Biophysical Modeling Radiation-Induced Chromosomal Aberrations as Biomarkers of Exposure

I. Khvostunov

Medical Radiological Research Centre, Koroliov str. 4, 249036 Obninsk, Russian Federation

Abstract

A mechanistic model and Monte Carlo (MC) computer code were developed for evaluating radiation-induced chromosomal aberrations in human lymphocytes aimed to investigate the role played by the stochastic track structure, organization of interphase DNA and rejoining algorithm. The model was based on the assumption that only clustered DNA breaks (CB) can produce observed aberrations whereas all simple breaks are repaired. The induction of single- and double-strand breaks was simulated and further classified by complexity with previously developed MC code [1]. An induced CB are distributed in lymphocyte nucleus according to stochastic track structure.
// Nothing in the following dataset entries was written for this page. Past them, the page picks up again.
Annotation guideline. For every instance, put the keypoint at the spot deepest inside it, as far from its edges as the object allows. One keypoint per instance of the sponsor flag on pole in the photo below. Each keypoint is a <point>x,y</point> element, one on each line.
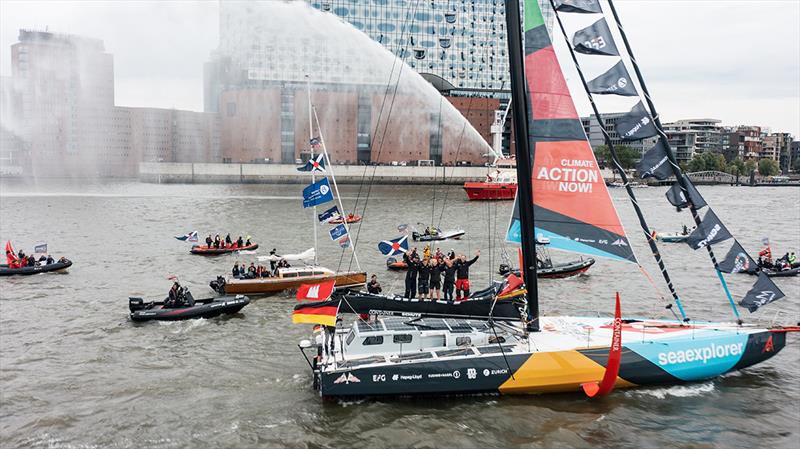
<point>709,232</point>
<point>579,6</point>
<point>764,291</point>
<point>315,164</point>
<point>316,292</point>
<point>595,39</point>
<point>737,260</point>
<point>323,312</point>
<point>317,193</point>
<point>329,215</point>
<point>338,231</point>
<point>636,124</point>
<point>615,81</point>
<point>189,237</point>
<point>655,163</point>
<point>394,247</point>
<point>676,197</point>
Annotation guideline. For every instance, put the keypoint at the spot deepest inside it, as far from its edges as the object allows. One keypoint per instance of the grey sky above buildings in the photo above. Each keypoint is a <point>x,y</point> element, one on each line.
<point>738,61</point>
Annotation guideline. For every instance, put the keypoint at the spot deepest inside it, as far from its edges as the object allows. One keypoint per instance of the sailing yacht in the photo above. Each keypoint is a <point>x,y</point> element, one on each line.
<point>418,354</point>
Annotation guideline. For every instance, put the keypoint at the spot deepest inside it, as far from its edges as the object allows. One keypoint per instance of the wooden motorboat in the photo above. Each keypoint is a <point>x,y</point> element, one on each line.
<point>287,279</point>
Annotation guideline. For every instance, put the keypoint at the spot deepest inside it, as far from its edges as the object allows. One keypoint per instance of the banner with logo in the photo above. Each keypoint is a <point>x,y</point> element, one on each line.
<point>615,81</point>
<point>676,197</point>
<point>636,124</point>
<point>595,39</point>
<point>710,231</point>
<point>764,291</point>
<point>737,260</point>
<point>317,193</point>
<point>655,163</point>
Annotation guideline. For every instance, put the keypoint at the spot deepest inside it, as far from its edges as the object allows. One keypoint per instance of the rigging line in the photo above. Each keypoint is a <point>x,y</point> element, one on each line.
<point>615,159</point>
<point>670,154</point>
<point>412,16</point>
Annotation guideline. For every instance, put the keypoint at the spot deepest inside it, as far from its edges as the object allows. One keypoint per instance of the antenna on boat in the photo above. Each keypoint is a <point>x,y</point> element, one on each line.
<point>313,177</point>
<point>519,102</point>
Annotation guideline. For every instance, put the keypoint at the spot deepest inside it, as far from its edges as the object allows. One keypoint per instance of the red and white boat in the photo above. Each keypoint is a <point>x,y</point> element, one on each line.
<point>500,185</point>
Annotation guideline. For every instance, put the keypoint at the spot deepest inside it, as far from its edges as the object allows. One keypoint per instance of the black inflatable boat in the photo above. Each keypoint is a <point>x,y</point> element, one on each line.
<point>27,271</point>
<point>202,308</point>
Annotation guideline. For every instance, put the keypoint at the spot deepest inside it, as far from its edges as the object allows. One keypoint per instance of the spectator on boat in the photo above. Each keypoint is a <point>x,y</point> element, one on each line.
<point>449,268</point>
<point>424,276</point>
<point>374,286</point>
<point>411,259</point>
<point>462,275</point>
<point>435,283</point>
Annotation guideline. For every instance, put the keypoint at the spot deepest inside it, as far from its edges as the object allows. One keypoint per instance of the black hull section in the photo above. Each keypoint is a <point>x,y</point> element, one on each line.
<point>28,271</point>
<point>211,309</point>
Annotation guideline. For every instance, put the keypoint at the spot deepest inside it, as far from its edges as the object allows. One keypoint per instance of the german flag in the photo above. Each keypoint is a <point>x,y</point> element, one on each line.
<point>323,312</point>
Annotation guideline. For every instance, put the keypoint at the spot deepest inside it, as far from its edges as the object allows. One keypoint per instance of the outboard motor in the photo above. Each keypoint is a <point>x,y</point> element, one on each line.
<point>135,304</point>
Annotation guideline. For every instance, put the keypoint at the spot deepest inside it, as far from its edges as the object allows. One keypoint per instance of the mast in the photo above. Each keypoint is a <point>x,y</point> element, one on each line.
<point>336,189</point>
<point>670,155</point>
<point>642,222</point>
<point>519,102</point>
<point>313,177</point>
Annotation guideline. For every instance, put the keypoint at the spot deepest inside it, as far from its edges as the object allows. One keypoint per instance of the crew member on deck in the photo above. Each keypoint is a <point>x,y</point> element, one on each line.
<point>462,275</point>
<point>374,286</point>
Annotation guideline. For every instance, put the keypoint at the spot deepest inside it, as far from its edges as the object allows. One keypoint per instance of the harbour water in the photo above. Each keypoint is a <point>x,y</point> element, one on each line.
<point>75,372</point>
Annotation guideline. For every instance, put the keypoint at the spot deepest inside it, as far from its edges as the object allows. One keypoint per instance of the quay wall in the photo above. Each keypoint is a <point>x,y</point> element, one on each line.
<point>189,173</point>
Each of 46 human chromosomes was modeled as a 3D random polymer inside spherical 3 µm radius sphere composed of cubic non-overlapping boxes. A spatial coordinates of CB were stored and compared with the coordinates of cubic boxes to evaluate initial chromosome lesions. Then Revell’s exchange hypothesis is applied assuming that only chromosome lesions with initial distance smaller 1.5 µm can interact and form aberrations. It was used the scoring criteria adopted for Giemsa-stained chromosomes useful for biological dosimentry, namely dicentrics, rings, translocations and complex exchanges. The small fragments were neglected in order to reproduce experimental conditions. In vitro dose-response curves for dicentric and centric rings induced by gamma-rays were simulated and compared with experimental data including own results [2]. The model showed good agreement between theoretical curves and available experimental data from lymphocyte irradiation. The obtained results suggest that CB are critical events for chromosomal aberration induction and interphase chromosome structure of cell nuclear is an important factor in the mechanism of aberration formation.

References.

1. Andreev S.G., Khvostunov I.K., Spitkovsky V.A., Chepel V.Yu. (1997) Dependence of DNA break clustering in chromatin fibre on radiation quality, Proceedings of 12th Symposium on Microdosimetry Sep 29- Oct 4, 1996 Oxford, UK, 1997, 2, 133-136.

2. Sevankaev A.V., Khvostunov I.K., Mikhailova G.F. et al. (2000) Novel data set for retrospective biodosimetry using both conventional and FISH chromosome analysis after high accidental overexposure, Applied Radiation and Isotopes 52, 1149-1152.